Ce que le duc n’apprit que bien longtemps après, c’est que Bonnard, après avoir quitté son maître, était allé droit chez Lesage pour lui remettre le papier. Le magicien l’examina, le tourna en tout sens ; puis, le montrant à l’intendant, il lui fit observer « qu’il y manquait quelque chose d’essentiel, » une chose, insista-t-il, qu’il fallait ajouter de toute nécessité, pour être certains du succès. Cette addition n’était rien moins qu’un pacte avec l’Esprit, une « donation, » comme on disait alors, dont la clause capitale serait la reprise des papiers et le gain du procès. Bonnard, — suivant l’expression d’un témoin, — « en avait jusqu’alors trop fait pour reculer. » Rempli de foi d’ailleurs en la toute-puissance de Lesage, il inscrivit lui-même, dans l’espace resté libre au-dessus de la signature, les quelques mots qu’on lui dicta. Il ne put pourtant si bien faire que « l’écriture n’entrât un peu dans le signe[2]de M. De Luxembourg. »

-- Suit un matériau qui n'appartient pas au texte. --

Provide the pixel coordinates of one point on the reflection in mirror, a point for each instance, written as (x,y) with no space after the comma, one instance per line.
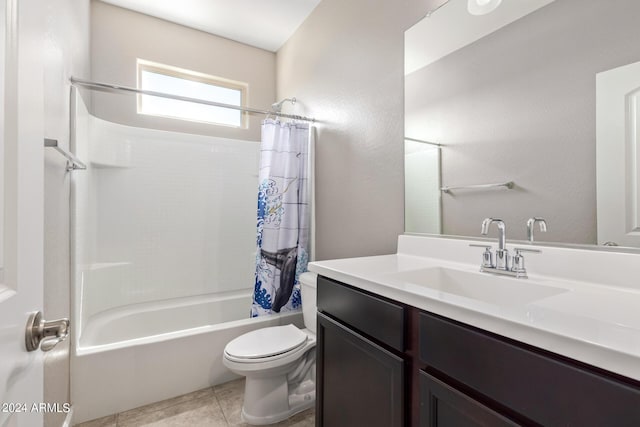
(422,186)
(511,96)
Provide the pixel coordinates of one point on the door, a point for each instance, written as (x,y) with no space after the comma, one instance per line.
(618,155)
(444,406)
(360,383)
(21,201)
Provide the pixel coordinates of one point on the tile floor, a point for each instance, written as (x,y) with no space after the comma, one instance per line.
(217,406)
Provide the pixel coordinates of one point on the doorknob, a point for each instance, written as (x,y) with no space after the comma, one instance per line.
(43,334)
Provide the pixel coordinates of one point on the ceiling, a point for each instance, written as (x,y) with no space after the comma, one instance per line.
(452,27)
(266,24)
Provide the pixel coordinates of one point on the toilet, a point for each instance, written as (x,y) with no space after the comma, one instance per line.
(279,364)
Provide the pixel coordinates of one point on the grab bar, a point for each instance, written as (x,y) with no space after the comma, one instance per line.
(72,161)
(508,185)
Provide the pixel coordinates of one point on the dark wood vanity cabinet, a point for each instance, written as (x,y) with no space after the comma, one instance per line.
(360,367)
(382,363)
(523,384)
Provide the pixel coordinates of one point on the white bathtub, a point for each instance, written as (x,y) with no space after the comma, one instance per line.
(143,353)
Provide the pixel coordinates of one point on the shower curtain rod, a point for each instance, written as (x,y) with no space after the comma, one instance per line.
(115,88)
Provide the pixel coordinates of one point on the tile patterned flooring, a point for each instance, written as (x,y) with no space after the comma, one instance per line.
(218,406)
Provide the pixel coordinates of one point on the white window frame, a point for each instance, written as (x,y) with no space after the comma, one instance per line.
(182,73)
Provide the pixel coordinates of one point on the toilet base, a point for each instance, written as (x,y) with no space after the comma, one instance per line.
(277,404)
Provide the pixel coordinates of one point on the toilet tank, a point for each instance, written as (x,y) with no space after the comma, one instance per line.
(308,285)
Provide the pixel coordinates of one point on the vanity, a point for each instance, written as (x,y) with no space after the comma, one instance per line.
(422,338)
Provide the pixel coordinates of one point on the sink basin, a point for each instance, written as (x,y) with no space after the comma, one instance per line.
(489,288)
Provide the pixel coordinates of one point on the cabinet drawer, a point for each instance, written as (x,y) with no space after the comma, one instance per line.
(362,383)
(547,390)
(379,318)
(442,405)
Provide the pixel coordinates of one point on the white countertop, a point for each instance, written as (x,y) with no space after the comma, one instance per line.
(594,319)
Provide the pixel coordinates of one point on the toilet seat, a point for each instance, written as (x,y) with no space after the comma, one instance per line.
(266,344)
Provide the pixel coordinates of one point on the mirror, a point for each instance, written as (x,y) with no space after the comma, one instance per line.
(511,97)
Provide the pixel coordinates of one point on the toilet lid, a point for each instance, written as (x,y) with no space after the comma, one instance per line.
(266,342)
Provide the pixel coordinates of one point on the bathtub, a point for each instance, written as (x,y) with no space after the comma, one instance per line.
(138,354)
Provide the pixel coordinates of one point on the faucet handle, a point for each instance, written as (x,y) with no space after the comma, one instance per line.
(487,256)
(519,250)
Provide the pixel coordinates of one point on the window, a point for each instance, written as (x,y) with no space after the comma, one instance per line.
(191,84)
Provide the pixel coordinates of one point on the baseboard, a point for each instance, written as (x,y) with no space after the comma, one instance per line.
(68,420)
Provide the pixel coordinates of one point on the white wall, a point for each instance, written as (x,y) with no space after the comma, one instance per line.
(346,66)
(519,105)
(66,53)
(120,36)
(422,210)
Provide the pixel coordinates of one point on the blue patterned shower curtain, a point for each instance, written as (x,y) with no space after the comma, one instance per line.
(283,217)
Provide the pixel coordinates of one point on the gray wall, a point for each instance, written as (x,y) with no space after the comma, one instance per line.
(520,105)
(345,65)
(120,36)
(66,54)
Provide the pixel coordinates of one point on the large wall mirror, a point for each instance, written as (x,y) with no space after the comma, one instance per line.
(533,104)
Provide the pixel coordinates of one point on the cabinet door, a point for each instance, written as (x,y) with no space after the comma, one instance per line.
(444,406)
(359,382)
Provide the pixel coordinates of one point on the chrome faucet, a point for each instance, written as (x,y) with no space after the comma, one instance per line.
(502,255)
(504,264)
(531,222)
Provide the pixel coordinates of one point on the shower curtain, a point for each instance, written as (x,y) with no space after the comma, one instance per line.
(283,221)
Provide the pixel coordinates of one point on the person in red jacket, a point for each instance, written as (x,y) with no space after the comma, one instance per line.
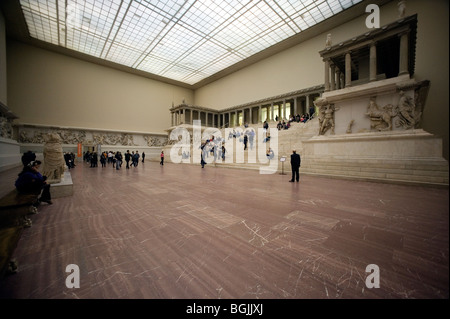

Cette scène eut pour témoin un troisième personnage, dont le rôle dans l’affaire est touche et mystérieux. Il avait nom Botot[3], sans profession bien définie, moitié agent d’affaires et moitié policier, fripon complet dans les deux cas. Présenté par Lesage, il s’était attiré la confiance de Bonnard, qu’il accablait de ses protestations, et près duquel il exaltait sans cesse la science du magicien. Il fut découvert par la suite que Botot était

  1. Note de Mme de Ville-Evrard, qui affirme avoir eu le pouvoir entre les mains. Loc. cit.
  2. La signature.
  3. « François Botot, élève du sieur Bonnard (sic), écroué à Vincennes le 23 mars 1679, » ainsi s’exprime une note tirée des Archives de la Bastille (Mss. De l’Arsenal, 10364).